Robots.txt for AI Crawlers: How to Configure GPTBot, ClaudeBot, and PerplexityBot Access

Configure robots.txt for AI crawlers like GPTBot, ClaudeBot, and PerplexityBot. Copy-paste configurations for 4 common scenarios plus common mistakes to avoid.

According to Gartner, traditional search volume will drop 25% by the end of 2026 as AI search platforms absorb query traffic. Whether your website is ready for that shift depends, in part, on one small file sitting in your root directory: robots.txt.

Most websites have a robots.txt that was configured years ago for Google and Bing. It doesn't account for GPTBot, ClaudeBot, PerplexityBot, or the dozen other AI crawlers now hitting your server logs. The result? Many businesses are either accidentally blocking AI crawlers they want indexing their content, or accidentally allowing crawlers they'd prefer to block.
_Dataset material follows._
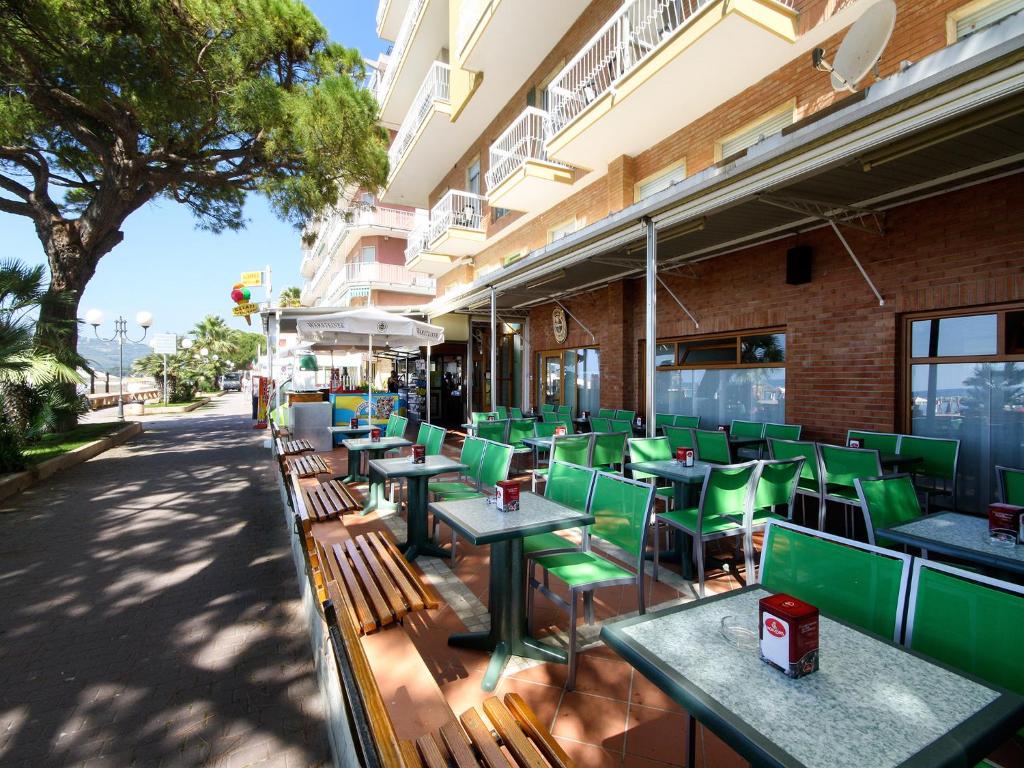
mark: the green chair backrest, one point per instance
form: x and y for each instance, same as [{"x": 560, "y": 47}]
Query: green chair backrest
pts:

This guide covers every major AI crawler, what each one does, and gives you copy-paste configurations for the most common scenarios.

The AI Crawlers You Need to Know

AI platforms use specific crawlers to access web content. Each crawler serves a different purpose, and understanding the distinction matters for your configuration.

CrawlerPlatformPurposeWhat Happens If Blocked
GPTBotOpenAICollects training data for future ChatGPT modelsYour content won't be in future training data
ChatGPT-UserOpenAIReal-time web browsing when users ask ChatGPT to searchChatGPT can't cite your pages in live search results
OAI-SearchBotOpenAIPowers ChatGPT's SearchGPT and web search featuresYour pages won't appear in ChatGPT search results
ClaudeBotAnthropicCrawls for Claude's web access and trainingClaude can't access or cite your content
PerplexityBotPerplexity AIReal-time web search for Perplexity answersYour content won't appear in Perplexity results
Google-ExtendedGoogleTraining data for Gemini and AI featuresContent excluded from Gemini training, but Google Search still works
BingbotMicrosoftWeb indexing for Bing and CopilotInvisible to both Bing search and Microsoft Copilot
BytespiderByteDanceCrawls for TikTok AI featuresExcluded from ByteDance AI products

The critical distinction: some crawlers gather training data (GPTBot, Google-Extended) while others power live search features (ChatGPT-User, OAI-SearchBot, PerplexityBot). Blocking training crawlers means your content won't be in future model updates. Blocking search crawlers means your content won't be cited in real-time AI answers.

For more on how these crawlers fit into the broader AI search picture, see our AI crawlers glossary entry.

Configuration Scenarios: Copy-Paste Ready

Here are the most common robots.txt configurations for AI crawlers. Pick the scenario that matches your business goals.

Scenario 1: Allow Everything (Maximum AI Visibility)

Best for: Companies that want maximum AI visibility and are actively pursuing GEO strategies.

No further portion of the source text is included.